Yang Xien, Wu Zhongyu, Ou Quanhong, Qian Kai, Jiang Liqin, Yang Weiye, Shi Youming, Liu Gang
Yunnan Key Laboratory of Opto-electronic Information Technology, School of Physics and Electronic Information, Yunnan Normal University, Kunming, China.
Department of Thoracic Surgery, The First People's Hospital of Yunnan Province, Kunming, China.
Front Chem. 2022 Jan 26;10:810837. doi: 10.3389/fchem.2022.810837. eCollection 2022.

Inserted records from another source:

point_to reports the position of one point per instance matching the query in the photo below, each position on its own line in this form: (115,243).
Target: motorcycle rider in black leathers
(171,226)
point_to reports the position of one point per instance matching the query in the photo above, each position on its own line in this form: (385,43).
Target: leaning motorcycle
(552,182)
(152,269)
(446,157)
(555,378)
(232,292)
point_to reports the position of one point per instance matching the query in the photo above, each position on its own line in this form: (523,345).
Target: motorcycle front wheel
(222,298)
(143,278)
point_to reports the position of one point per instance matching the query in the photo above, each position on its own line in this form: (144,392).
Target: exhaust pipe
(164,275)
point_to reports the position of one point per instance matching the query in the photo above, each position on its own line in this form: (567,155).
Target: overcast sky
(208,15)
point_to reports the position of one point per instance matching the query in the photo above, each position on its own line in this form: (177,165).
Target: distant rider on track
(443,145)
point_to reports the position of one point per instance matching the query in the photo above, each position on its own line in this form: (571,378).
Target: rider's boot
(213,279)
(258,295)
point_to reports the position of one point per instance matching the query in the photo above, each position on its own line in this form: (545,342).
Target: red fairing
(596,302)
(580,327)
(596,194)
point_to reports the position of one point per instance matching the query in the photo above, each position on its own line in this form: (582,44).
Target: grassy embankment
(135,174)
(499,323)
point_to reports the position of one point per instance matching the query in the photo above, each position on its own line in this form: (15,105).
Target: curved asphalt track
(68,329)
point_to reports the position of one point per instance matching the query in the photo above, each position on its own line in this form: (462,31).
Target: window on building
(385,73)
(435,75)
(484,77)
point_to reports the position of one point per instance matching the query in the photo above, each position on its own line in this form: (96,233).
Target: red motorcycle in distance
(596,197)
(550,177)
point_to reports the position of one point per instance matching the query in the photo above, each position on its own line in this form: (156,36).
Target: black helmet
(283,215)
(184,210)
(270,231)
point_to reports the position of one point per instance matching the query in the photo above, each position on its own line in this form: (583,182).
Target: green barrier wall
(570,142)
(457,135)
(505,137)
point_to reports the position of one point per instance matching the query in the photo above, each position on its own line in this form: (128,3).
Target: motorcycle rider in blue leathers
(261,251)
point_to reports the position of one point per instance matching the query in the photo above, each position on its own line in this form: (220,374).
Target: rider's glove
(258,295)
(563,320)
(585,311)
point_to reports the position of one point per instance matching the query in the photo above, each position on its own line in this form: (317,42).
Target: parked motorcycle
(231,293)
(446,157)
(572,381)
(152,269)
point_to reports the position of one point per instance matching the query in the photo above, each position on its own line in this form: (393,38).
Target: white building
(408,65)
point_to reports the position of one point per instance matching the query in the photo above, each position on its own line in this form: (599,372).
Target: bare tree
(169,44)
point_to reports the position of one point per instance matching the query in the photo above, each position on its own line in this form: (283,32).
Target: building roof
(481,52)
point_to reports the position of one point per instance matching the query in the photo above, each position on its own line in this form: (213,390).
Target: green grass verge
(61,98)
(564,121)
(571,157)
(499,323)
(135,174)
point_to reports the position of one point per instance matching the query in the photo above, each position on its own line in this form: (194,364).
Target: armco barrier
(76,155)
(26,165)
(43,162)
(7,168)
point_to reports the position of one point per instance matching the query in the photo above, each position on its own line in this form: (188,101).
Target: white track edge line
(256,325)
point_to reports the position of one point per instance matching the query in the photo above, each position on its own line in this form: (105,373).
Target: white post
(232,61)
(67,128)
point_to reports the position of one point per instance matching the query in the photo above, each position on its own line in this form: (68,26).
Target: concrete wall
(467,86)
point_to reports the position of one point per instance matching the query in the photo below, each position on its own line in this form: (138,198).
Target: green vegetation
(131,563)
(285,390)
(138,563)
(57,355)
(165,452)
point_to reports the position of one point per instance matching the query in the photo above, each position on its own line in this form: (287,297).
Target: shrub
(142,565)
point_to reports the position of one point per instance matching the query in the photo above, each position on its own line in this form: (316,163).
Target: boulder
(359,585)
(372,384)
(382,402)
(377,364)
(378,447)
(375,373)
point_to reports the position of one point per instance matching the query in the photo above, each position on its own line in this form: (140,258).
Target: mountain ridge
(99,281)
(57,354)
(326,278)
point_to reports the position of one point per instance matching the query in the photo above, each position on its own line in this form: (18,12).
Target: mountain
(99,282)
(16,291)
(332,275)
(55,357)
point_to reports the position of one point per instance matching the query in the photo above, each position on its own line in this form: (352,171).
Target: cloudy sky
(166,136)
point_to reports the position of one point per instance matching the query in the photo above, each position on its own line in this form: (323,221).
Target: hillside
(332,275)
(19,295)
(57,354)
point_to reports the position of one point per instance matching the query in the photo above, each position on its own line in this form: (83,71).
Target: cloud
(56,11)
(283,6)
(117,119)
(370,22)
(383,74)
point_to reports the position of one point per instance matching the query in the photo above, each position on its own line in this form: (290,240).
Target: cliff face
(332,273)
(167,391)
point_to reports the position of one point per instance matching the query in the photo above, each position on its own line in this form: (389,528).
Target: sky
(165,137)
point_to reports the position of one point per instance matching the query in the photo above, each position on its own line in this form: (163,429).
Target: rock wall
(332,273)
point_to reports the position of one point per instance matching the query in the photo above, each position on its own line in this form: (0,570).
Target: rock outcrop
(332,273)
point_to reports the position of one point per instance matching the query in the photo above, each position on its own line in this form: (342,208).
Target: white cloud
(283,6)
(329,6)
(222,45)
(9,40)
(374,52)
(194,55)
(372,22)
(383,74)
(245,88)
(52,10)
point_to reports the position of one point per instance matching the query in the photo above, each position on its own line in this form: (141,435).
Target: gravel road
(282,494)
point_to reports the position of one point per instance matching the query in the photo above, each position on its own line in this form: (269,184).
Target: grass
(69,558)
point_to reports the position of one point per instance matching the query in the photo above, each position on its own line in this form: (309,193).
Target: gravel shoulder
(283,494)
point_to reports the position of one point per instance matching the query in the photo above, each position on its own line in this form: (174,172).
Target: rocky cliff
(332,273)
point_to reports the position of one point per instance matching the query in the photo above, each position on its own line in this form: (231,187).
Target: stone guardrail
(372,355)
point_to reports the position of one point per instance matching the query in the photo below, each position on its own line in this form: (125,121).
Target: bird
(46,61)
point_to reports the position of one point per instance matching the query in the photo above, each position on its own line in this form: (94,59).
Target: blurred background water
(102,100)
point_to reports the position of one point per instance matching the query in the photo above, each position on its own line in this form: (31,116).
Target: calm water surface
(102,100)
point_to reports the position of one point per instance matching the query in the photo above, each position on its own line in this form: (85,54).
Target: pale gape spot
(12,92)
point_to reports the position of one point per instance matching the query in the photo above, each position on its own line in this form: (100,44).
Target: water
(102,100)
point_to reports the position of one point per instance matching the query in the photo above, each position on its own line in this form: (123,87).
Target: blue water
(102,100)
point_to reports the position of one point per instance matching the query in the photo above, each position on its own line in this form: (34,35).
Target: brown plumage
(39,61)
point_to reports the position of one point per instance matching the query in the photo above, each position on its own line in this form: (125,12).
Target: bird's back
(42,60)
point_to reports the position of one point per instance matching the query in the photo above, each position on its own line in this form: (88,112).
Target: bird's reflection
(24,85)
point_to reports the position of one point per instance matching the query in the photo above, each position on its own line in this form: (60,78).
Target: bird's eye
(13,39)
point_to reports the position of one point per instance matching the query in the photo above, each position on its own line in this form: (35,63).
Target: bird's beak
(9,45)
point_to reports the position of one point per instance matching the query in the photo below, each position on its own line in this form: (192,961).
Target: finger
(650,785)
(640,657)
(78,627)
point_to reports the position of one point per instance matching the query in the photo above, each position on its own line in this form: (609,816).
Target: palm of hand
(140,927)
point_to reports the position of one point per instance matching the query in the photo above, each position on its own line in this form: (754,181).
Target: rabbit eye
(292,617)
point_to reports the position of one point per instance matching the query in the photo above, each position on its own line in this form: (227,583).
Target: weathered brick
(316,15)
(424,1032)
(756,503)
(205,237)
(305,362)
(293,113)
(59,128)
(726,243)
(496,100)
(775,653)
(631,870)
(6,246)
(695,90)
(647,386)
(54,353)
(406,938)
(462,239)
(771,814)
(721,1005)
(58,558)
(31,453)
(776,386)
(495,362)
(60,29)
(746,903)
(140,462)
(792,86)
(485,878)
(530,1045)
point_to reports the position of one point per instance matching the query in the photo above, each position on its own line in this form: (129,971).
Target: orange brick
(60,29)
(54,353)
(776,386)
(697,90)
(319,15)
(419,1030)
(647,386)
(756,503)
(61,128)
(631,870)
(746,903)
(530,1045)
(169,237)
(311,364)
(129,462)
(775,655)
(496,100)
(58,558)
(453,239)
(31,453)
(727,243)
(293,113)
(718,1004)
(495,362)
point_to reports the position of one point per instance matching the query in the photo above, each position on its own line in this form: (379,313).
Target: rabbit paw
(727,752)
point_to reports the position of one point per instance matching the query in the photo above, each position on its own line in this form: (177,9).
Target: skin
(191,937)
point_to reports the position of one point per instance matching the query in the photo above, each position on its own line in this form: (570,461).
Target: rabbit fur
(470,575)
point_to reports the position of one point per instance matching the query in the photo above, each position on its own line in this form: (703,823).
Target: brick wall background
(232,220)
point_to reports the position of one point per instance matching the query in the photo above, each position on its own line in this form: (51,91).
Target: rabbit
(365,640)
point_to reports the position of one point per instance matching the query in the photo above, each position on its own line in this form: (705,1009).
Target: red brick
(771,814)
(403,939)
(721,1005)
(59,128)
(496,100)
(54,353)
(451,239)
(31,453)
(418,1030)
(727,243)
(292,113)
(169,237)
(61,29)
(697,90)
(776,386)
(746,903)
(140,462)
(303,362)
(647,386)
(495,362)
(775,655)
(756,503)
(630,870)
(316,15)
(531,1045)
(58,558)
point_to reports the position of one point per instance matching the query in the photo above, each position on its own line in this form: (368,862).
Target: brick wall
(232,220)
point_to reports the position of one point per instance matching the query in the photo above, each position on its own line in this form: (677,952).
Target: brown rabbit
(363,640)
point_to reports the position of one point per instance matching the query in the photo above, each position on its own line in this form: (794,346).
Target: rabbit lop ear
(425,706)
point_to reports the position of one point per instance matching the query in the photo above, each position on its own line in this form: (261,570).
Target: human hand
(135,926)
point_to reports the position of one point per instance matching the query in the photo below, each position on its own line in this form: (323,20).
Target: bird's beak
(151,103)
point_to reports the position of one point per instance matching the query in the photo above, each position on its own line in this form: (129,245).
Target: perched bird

Lung cancer is a fatal tumor threatening human health. It is of great significance to explore a diagnostic method with wide application range, high specificity, and high sensitivity for the detection of lung cancer. In this study, data fusion and wavelet transform were used in combination with Fourier transform infrared (FTIR) spectroscopy and Raman spectroscopy to study the serum samples of patients with lung cancer and healthy people. The Raman spectra of serum samples can provide more biological information than the FTIR spectra of serum samples. After selecting the optimal wavelet parameters for wavelet threshold denoising (WTD) of spectral data, the partial least squares-discriminant analysis (PLS-DA) model showed 93.41% accuracy, 96.08% specificity, and 90% sensitivity for the fusion data processed by WTD in the prediction set. The results showed that the combination of FTIR spectroscopy and Raman spectroscopy based on data fusion and wavelet transform can effectively diagnose patients with lung cancer, and it is expected to be applied to clinical screening and diagnosis in the future.
肺癌是一种威胁人类健康的致命肿瘤。探索一种应用范围广、特异性高、灵敏度高的肺癌检测诊断方法具有重要意义。在本研究中,将数据融合和小波变换与傅里叶变换红外(FTIR)光谱和拉曼光谱相结合,对肺癌患者和健康人的血清样本进行研究。血清样本的拉曼光谱比血清样本的FTIR光谱能提供更多生物信息。在为光谱数据的小波阈值去噪(WTD)选择最佳小波参数后,偏最小二乘判别分析(PLS-DA)模型对预测集中经WTD处理的融合数据显示出93.41%的准确率、96.08%的特异性和90%的灵敏度。结果表明,基于数据融合和小波变换的FTIR光谱与拉曼光谱相结合能够有效诊断肺癌患者,有望在未来应用于临床筛查和诊断。